Tout cela pour dire que je ne pense pas que Gregg Berhalter fasse du bon travail en tant que coach de l'USMNT et je crains qu'il ne s'améliore pas, car les joueurs ont déjà le sentiment de bien comprendre le système et ce qui est attendu. d'eux. Le problème n'est pas le temps ou le style de communication, mais plutôt le fait que Berhalter ait mis en œuvre de mauvaises idées.

C’est la partie du message dans laquelle un écrivain plaide en faveur d’un changement d’entraîneur, mais honnêtement, à quoi sert-il?

L’homme qui a apparemment embauché Berhalter, Earnie Stewart, vient d’être remis à une promotion sans raison discernable. L’embauche de Berhalter est la seule décision majeure qu’il ait prise au cours de son mandat et il est peu probable qu’il admette que sa décision la plus lourde était une grave erreur si peu de temps après que ses supérieurs lui aient signalé qu’il faisait un excellent travail. Le mec qui théoriciens du complot pense vraiment recruté, Berhalter est Jay Berhalter, directeur commercial (et l’un des principaux candidats à la direction) de US Soccer.

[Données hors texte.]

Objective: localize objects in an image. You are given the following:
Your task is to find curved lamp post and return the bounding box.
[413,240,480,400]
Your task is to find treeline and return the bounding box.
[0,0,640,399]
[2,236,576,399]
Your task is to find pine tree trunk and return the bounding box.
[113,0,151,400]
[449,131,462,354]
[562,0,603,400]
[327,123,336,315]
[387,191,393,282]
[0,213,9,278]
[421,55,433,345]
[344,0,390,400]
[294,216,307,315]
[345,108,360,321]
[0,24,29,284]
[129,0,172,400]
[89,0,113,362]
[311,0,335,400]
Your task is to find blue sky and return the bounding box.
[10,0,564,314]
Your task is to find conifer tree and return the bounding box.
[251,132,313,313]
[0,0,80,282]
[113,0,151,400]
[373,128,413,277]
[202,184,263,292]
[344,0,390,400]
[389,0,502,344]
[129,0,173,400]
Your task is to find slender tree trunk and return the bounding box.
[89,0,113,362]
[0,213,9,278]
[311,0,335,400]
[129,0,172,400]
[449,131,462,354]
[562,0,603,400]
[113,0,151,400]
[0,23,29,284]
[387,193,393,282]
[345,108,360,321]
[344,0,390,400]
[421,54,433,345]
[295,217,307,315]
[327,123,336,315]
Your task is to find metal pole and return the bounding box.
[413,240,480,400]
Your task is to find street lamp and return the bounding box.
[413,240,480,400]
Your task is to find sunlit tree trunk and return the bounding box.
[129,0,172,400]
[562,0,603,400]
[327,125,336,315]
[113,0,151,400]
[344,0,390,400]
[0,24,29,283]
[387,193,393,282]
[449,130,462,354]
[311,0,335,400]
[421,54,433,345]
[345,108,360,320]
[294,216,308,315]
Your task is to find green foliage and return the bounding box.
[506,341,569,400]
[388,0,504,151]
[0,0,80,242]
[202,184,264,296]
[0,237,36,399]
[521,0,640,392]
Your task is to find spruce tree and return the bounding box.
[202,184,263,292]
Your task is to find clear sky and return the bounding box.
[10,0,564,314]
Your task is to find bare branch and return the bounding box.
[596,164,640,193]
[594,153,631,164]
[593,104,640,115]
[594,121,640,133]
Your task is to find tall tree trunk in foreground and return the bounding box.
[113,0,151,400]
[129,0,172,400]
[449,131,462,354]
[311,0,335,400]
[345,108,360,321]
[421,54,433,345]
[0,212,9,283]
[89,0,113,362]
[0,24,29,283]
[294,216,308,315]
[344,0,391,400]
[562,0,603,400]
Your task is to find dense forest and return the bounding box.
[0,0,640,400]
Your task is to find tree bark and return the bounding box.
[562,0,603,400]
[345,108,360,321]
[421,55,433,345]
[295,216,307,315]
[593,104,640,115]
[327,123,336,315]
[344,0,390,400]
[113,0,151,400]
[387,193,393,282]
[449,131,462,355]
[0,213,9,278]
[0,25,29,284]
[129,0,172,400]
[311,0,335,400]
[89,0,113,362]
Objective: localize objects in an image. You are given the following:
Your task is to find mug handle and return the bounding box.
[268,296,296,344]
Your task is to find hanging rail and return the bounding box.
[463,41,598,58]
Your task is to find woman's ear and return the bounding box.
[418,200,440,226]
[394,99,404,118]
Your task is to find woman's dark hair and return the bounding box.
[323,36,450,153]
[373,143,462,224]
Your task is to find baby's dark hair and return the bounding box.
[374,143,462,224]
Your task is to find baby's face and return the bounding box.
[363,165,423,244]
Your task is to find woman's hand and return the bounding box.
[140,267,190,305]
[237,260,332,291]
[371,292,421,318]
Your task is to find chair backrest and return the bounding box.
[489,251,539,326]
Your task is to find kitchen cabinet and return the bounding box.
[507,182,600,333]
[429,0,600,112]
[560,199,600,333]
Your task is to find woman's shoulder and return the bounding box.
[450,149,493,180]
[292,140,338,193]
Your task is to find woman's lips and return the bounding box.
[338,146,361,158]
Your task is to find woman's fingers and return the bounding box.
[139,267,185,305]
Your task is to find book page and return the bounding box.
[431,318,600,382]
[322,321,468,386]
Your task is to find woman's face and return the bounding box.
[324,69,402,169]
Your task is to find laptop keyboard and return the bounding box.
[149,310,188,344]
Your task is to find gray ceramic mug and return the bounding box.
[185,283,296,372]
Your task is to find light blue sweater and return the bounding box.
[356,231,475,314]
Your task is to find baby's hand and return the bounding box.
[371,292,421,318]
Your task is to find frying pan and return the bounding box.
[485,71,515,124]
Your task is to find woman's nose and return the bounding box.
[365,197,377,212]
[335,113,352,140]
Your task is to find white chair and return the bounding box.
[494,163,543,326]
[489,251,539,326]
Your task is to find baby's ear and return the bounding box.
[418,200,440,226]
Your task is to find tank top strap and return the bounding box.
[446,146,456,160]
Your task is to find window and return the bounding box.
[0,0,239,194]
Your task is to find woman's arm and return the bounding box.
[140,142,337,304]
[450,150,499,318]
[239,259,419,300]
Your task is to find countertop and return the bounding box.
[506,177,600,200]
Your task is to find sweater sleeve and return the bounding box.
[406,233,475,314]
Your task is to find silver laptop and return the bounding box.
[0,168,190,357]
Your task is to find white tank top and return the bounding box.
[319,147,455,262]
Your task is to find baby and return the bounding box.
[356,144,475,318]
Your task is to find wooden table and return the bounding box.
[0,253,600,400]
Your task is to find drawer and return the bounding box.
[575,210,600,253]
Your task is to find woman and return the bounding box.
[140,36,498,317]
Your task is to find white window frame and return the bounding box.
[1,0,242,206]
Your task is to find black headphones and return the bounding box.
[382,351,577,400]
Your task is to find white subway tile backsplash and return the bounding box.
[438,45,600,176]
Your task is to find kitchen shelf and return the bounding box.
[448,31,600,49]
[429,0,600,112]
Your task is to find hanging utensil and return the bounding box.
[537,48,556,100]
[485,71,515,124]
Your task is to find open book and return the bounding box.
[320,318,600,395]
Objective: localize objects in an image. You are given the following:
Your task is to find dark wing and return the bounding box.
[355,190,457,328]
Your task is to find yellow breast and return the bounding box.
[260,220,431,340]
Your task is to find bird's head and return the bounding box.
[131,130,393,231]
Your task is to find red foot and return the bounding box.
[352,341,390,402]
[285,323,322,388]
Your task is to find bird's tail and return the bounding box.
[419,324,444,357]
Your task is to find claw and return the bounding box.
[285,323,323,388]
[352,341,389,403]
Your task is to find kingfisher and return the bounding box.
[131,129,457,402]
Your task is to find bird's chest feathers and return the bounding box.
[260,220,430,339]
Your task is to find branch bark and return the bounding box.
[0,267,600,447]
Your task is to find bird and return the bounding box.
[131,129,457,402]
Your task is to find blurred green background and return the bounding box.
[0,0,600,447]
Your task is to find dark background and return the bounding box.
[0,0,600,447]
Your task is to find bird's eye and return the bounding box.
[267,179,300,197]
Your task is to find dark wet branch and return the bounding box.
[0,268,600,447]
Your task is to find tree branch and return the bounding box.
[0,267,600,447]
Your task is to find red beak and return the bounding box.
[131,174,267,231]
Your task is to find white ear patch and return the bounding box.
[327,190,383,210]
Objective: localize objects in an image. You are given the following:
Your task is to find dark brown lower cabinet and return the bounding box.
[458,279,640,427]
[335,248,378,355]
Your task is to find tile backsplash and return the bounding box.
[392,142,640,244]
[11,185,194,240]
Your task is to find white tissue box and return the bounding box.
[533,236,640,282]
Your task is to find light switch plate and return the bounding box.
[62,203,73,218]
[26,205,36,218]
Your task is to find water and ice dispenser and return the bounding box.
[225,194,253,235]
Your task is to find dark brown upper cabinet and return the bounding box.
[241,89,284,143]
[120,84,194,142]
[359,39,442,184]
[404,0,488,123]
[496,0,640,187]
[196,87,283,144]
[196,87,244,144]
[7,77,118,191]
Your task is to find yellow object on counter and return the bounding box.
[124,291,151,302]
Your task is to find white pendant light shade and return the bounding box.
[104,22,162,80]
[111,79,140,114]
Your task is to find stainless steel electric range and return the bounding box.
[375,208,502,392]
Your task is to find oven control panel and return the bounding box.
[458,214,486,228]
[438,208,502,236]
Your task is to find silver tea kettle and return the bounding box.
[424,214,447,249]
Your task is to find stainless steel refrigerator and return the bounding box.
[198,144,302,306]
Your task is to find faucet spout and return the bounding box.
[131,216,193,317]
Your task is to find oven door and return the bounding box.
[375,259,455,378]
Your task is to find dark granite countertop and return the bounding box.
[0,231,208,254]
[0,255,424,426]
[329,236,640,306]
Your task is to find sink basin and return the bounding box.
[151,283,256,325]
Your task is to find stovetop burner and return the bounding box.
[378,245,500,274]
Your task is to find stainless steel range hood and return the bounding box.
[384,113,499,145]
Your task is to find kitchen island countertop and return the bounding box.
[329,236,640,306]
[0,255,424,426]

Oui, Jay est le frère de Gregg. Gregg Berhalter devrait se faire avoir énormément de mal pour se faire virer.

Et même s’il se faisait virer, quelle raison y a-t-il à croire que le prochain entraîneur serait meilleur? Cette personne serait sélectionnée par les mêmes personnes qui ont conclu que Berhalter était leur homme sans interroger un large éventail de candidats. Si le conseil de football américain exerçait des pressions sur Stewart pour qu’il donne le coup de pouce à Berhalter, quelle raison y a-t-il à croire qu’ils regarderaient au-delà de la première page de leurs contacts pour le remplacer?

Les fans de USMNT sont coincés avec cela. L’équipe a suffisamment de talent pour se qualifier pour la Coupe du Monde et Berhalter s’est révélé être un entraîneur assez compétent avec le Columbus Crew pour que cette équipe puisse s’améliorer beaucoup. Mais sous lui et sous la direction actuelle du football américain, le plafond est bas.

Un Tyler Adams en bonne santé ne réparera pas le USMNT. Un changement de formation ne résoudra pas l'USMNT. Un nouvel entraîneur ne réparera pas l'USMNT. Le programme USMNT a besoin d’une toute nouvelle culture et ce changement de culture n’est pas imminent.